Начальная карта путешествия Никиты Моргунка известна, ее со всей определенностью показал поэт. В путь этот новый искатель счастливой земли без председателей и колхозов двинулся из-под Каспли, большого села, одно время бывшего даже центром нового уезда, позже и района, затем упраздненного. Въехал в Касплю. «Золотоглавое село» – Каспля, скорее всего, и есть. В этом богатом и стародавнем селе в начале двадцатого века построили пятиглавый храм на горе, на месте бывшего городища. Здесь Моргунок попал на пир – тризну. Закатил это траурное веселье «кулак» перед отправкой на Соловки или еще куда – туда, куда Макар телят не гонял…
Моргунок выпил, посидел – и боком, боком на телегу и прочь от угарного веселья. Конь у него хороший, серый, в монетах, дуга расписная, позади дегтярка для смазки колес, сбруи.
Куда же он направился дальше под дождем, наполнявшим следы колес и копыт, и радугой, похожей на тележную дугу и задающей путешествию метафорический тон?
Заезжает к свояку. Где тот живет, неясно. Угостившись пчелиным «хлебом» с медом и выпив чарку-другую, Моргунок продолжает свой путь:
Ведет дорога длинная
Туда, где быть должна
Муравия, старинная
Муравская страна.
Дорога длинная – может быть, Ельнинский тракт? Цель путешествия вдруг рисуется отчетливо:
Стоит на горочке крутой,
Как кустик, хуторок.
Вообще надо заметить, ярких красок его кисть избегала. Твардовский склонен к монохромной живописи. То есть сравнение с нею тут напрашивается. И этот хуторок напоминает затерянные среди деревьев, туманов, скал и вод одинокие жилища на свитках китайских живописцев.
Вспоминается и осенний вид, склон Словажской долины, дом поэта.
А Моргунку вот что рисуется еще:
Колодец твой, и ельник твой,
И шишки все еловые.
А это уже точно детали загорьевского хутора, каким его описывали и сам Александр, и брат Иван. И еще Моргунку видится озерко с утками. Трифон Гордеевич тоже задумал пруд на хуторе, взялся копать. Сыновья ему помогали. Землю сбрасывали к середине, и там образовался «островок». Пруд толком не получился. Но дождевая вода заполняла его так, что ребята даже могли купаться и сражаться за право владеть островом.

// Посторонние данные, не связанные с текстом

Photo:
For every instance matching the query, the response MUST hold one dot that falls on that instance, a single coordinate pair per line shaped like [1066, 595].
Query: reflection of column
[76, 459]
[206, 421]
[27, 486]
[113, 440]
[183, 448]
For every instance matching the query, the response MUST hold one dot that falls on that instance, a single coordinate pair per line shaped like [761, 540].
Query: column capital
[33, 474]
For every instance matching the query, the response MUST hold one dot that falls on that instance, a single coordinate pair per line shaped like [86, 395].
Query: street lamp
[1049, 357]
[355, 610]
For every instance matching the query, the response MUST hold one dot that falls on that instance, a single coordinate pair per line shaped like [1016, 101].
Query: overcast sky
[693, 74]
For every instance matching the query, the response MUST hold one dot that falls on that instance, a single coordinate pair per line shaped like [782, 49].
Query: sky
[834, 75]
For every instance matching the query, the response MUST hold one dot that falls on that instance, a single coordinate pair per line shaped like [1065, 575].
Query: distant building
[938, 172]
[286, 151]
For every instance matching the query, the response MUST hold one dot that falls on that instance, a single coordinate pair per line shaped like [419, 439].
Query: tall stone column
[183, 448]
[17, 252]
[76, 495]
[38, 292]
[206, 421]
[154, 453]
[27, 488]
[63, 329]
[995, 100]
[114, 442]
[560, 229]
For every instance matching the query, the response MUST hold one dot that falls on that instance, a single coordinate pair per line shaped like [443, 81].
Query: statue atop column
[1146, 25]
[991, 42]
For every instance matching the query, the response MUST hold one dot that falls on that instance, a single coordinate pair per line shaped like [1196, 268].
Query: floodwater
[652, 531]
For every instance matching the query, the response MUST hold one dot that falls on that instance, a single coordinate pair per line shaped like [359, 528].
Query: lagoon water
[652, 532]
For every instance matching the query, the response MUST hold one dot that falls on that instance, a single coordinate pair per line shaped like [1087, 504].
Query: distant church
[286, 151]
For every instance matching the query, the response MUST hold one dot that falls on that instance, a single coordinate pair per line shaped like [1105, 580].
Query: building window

Моргунок едет среди зеленеющих полей, весенние березы стремительно выкидывают «полный лист», на вырубках пни вскипают розоватой пеной. Чуть гуще краски – и уже выходит праздничная картина. Над бороздой «грузный грач», над полями весенний пар голубеет, и земля – «…как пирог, – / Хоть подбирай и ешь». Можно подумать, что Моргунок незаметно и проник в баснословные места, напоминающие ту землю, где млеко и мед. И словно бы устами Моргунка автор славословит землю: «Земля!.. / От влаги снеговой / Она еще свежа. / Она бродит сама собой / И дышит, как дежа. // Земля!.. Она бежит, бежит / На тыщи верст вперед. / Над нею жаворонок дрожит / И про нее поет. // Земля! / Все краше и видней / Она вокруг лежит. / И лучше счастья нет, – на ней / До самой смерти жить». И Моргунку хочется к ней припасть, обнять ее… Разве это уже не страна Муравская?